Parekh said, “Our confidence and visibility for the rest of the year are improving driven by our Q1 performance and large deal wins.”

Emkay Global in its note to the investors said Infosys June quarter results were a blowout relative to expectations. It said Infosys is the first domestic IT services company to beat expectations on both revenues and margins in this quarter, unlike other peers who have reported till date.

“Infosys FY21 revenue outlook implies that FY21 will mark the second year in a row where Infosys will outgrow TCS, as well as the margin outlook, which implies that the company will defend /improve margins this year after multi-years of decline through the last several years,” the note said.

The company posted an operating profit of ₹5,365 crore, recording a growth of 20 per cent year on year and 8.9 per cent QoQ. The operating margin was 22.7 per cent with the basic EPS was ₹9.98, a growth of 13.1 per cent year on year and a decline of 2 per cent QoQ.

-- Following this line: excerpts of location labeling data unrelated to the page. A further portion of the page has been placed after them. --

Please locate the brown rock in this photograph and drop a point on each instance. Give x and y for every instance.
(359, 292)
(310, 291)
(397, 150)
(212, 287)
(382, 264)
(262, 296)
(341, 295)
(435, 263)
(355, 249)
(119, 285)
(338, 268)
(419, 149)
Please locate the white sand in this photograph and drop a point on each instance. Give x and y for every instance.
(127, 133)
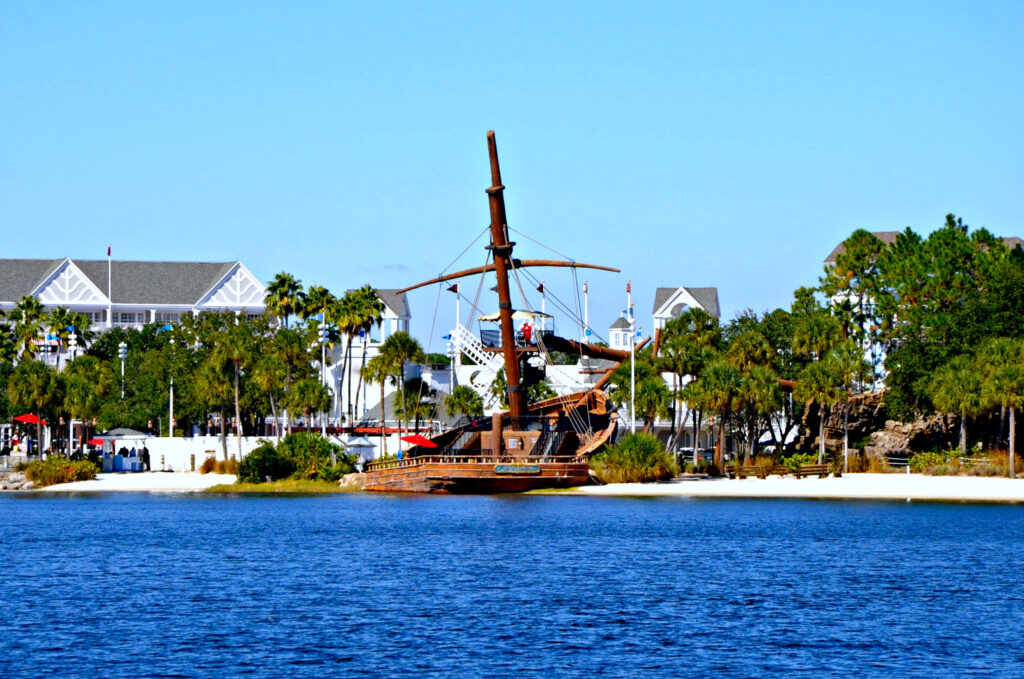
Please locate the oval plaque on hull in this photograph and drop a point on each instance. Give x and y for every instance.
(517, 469)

The digital revenues were at $1.38 billion which is 44.5 per cent of total revenues with a year-on-year growth of 25.5 per cent in constant currency. The free cash flow saw a year-on-year growth of 63.5 per cent to ₹5,524 crore. Voluntary attrition for IT services declined to 11.7 per cent from 20.2 per cent in Q1 20.

COO Pravin Rao said Infosys will hire about 20,000 employees over this year and the next. He said the company is entirely de-risked as far as the impact of H-1B visa restrictions are concerned with 60 per cent of the workforce being visa-independent. It has currently about 13,000 American employees working on its several centres.

The company also said it has appointed Bobby Parekh as an independent director on its board.